While record-breaking numbers of fossil fuel lobbyists swarmed around COP27 in Sharm-El-Sheikh, and countries dithered about including the words ‘fossil fuels’ in the COP decision text, delegates at a civil society side event heard more straight talk in one hour than they heard so far at the conference.

Oil Change International (OCI), Tearfund, Recourse, the Asian People’s Movement on Debt & Development and the Climate Finance Group for Latin America and the Caribbean (GFLAC) hosted a side event on Wednesday 16th November. It examined progress on the Glasgow Statement pledge for governments to stop funding international fossil fuel projects using public finance.

At the UN COP26 climate conference in Glasgow, 39 countries and institutions, including many EU nations, the United States and Canada, pledged to end international public finance for fossil fuels – with limited exemptions – by the end of 2022. It was one of the most concrete outcomes of the Glasgow summit.

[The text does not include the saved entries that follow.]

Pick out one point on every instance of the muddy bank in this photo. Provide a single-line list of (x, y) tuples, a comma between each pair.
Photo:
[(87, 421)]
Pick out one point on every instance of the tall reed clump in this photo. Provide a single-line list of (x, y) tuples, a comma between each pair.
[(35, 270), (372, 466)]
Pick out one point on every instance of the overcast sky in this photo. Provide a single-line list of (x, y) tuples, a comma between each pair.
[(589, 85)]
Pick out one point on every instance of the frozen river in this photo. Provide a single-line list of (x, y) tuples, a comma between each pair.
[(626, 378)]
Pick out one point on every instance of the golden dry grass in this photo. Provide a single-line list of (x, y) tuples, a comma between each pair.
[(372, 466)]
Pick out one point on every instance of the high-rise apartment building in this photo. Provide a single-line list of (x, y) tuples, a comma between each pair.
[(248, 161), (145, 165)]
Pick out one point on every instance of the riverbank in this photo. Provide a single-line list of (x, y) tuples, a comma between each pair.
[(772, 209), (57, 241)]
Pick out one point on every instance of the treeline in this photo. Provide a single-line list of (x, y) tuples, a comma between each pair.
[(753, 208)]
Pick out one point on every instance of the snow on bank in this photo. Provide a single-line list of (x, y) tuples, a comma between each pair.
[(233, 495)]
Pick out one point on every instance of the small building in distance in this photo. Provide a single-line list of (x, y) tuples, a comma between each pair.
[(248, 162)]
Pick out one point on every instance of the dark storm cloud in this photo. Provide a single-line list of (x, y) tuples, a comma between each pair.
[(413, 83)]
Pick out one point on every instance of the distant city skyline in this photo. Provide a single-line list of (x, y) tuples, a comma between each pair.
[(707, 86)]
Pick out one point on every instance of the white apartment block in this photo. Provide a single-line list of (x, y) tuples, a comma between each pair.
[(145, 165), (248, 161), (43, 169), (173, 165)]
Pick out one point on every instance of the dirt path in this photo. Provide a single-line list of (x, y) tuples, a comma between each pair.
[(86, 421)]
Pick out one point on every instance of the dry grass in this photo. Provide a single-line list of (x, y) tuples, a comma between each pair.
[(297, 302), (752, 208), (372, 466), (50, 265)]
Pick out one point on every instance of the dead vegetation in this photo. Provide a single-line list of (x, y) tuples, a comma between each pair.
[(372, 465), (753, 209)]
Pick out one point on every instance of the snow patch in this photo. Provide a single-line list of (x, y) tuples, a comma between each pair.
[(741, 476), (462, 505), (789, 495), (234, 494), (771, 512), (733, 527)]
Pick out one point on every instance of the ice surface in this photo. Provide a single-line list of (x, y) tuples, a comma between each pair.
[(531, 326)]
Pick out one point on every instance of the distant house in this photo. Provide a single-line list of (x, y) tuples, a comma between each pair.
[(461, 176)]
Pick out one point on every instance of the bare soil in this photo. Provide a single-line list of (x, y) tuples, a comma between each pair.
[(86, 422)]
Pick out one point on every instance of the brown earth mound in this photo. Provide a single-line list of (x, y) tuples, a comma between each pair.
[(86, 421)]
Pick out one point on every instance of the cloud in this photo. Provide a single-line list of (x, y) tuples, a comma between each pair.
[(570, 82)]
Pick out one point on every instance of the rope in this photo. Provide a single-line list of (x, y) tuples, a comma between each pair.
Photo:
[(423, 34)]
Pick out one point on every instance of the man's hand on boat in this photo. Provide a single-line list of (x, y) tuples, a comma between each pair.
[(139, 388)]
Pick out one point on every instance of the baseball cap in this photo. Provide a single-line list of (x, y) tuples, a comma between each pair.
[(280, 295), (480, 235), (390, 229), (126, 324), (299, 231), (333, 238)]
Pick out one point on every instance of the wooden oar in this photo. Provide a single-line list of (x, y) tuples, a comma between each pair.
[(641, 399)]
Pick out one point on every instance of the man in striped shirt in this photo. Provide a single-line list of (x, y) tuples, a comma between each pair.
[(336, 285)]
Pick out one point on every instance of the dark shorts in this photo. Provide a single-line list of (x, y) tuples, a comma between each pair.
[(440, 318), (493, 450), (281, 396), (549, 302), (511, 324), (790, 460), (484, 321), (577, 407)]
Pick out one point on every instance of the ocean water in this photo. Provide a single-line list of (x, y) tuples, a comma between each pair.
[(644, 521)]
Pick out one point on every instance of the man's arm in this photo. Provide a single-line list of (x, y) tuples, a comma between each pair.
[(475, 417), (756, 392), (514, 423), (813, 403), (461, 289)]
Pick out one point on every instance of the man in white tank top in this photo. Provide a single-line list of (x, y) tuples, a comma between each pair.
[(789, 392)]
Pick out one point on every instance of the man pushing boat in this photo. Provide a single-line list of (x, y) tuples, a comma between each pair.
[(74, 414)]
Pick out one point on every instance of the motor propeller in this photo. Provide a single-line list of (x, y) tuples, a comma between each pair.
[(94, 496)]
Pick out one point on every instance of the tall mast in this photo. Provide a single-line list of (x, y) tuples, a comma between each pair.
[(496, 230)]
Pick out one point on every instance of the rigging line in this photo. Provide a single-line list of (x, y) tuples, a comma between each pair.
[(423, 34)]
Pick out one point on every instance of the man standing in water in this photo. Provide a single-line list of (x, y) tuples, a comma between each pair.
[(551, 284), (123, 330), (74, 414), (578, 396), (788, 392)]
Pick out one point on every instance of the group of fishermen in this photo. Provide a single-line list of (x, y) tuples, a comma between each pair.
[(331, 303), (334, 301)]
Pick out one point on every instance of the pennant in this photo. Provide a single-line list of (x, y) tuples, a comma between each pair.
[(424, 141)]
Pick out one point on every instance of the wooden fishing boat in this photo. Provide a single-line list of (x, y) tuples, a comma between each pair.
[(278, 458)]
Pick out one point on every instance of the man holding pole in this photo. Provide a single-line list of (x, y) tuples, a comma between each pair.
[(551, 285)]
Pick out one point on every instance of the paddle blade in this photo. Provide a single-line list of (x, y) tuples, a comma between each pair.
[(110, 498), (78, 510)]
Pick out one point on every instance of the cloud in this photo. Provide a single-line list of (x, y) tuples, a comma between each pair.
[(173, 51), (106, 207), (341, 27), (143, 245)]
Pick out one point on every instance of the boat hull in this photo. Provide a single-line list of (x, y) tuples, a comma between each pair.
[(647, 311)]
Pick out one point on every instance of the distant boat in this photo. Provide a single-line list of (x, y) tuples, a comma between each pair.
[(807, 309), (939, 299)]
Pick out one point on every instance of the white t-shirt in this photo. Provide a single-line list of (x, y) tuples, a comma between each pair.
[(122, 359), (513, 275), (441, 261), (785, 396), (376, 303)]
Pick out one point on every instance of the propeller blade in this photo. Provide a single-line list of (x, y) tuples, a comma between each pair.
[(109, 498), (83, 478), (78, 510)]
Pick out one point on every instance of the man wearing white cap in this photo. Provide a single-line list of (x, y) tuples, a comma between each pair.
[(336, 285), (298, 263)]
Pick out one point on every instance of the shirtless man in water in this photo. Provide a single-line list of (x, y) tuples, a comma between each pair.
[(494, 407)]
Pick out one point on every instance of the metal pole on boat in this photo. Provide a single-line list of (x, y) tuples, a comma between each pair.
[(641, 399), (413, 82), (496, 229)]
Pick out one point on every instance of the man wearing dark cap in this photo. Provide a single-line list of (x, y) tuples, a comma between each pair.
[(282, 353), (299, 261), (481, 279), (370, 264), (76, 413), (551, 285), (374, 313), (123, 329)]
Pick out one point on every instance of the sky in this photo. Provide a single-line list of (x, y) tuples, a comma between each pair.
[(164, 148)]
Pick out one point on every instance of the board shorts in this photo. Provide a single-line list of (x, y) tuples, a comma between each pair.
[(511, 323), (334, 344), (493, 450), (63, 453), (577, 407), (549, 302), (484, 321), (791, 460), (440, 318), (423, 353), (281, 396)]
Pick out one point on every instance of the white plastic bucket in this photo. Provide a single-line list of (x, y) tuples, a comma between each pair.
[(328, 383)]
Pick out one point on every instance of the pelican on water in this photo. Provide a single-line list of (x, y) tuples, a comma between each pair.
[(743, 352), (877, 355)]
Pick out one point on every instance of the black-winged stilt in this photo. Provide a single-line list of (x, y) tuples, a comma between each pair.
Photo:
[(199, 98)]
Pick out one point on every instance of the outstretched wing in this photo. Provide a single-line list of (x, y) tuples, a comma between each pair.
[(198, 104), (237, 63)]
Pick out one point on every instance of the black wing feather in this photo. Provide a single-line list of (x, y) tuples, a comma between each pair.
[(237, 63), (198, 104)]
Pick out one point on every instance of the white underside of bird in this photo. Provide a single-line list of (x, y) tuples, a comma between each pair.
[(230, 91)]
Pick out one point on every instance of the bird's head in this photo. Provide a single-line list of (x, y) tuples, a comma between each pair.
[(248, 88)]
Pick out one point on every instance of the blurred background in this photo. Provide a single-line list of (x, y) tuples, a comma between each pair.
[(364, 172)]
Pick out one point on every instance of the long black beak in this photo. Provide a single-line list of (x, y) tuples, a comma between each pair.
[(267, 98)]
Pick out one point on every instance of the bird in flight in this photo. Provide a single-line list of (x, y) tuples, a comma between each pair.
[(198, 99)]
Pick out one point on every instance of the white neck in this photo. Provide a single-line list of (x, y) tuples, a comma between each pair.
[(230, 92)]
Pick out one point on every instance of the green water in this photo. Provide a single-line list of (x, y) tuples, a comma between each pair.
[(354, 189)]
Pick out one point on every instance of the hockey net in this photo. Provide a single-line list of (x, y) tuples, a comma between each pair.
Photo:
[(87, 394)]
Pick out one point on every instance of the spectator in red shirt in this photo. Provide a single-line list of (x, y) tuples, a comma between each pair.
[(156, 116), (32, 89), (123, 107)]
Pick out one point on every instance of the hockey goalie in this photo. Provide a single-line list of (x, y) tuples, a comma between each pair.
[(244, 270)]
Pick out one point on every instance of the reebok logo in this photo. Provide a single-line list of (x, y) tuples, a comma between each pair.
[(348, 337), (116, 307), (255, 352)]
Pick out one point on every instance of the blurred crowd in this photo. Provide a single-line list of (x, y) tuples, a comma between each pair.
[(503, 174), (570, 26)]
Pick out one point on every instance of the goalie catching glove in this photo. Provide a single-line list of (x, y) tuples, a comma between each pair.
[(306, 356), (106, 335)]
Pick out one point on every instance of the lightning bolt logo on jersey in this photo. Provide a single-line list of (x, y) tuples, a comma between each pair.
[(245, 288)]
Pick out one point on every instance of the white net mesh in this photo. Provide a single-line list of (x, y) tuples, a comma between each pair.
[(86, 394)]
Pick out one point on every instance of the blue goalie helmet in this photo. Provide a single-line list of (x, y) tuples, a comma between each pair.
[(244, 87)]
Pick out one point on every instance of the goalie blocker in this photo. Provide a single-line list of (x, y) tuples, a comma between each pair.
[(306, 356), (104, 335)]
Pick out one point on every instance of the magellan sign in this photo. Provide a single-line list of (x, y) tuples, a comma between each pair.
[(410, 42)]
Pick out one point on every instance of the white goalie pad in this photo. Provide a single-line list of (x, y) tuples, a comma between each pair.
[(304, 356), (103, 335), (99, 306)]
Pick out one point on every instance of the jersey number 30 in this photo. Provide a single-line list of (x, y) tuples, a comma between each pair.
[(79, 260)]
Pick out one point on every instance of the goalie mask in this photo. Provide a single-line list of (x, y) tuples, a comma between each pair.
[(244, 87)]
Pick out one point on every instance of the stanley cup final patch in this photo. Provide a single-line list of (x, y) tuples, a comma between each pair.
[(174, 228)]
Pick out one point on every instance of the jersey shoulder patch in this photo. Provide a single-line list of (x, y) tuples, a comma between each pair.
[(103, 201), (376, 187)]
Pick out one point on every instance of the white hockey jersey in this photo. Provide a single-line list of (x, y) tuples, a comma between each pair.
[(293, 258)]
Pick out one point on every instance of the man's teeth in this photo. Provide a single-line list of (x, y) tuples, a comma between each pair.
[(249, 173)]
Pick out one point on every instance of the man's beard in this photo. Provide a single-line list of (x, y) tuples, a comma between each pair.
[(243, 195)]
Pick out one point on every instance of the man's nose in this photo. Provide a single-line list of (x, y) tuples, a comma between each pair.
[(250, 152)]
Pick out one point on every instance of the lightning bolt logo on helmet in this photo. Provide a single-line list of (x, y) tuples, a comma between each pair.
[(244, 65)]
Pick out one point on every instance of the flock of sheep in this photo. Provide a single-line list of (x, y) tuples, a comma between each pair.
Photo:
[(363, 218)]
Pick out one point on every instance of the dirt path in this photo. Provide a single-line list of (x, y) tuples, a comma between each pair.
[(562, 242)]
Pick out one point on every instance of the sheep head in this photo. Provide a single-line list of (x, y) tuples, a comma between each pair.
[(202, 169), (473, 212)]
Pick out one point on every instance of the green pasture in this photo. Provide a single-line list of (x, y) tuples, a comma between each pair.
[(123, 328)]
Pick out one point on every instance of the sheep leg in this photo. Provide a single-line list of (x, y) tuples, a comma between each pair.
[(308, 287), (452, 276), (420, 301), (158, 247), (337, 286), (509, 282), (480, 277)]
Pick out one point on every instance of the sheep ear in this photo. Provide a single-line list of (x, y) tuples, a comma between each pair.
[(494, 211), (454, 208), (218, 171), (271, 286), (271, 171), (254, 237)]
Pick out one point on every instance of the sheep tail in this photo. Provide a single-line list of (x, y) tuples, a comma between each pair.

With just a month to go, will these pledges be fulfilled?

Ugandan climate activist Vanessa Nakate opened the event with a blistering speech that left panelists visibly emotional, detailing the pain and suffering caused in the Global South by the North’s fossil fuel addiction.

Nakate singled out Canada, the United States, Germany, and Italy in particular for backsliding on their Glasgow promise to stop funding fossils. “This outrages me,” she told attendees. 

In the run-up to the conference, Canada, Germany and Italy have shown signs of reneging on their Glasgow Statement commitment. The United States has an ‘interim policy’ but has refused to make it public. The leaked guidance has concerning loopholes for “energy security” and may allow fossil finance to continue.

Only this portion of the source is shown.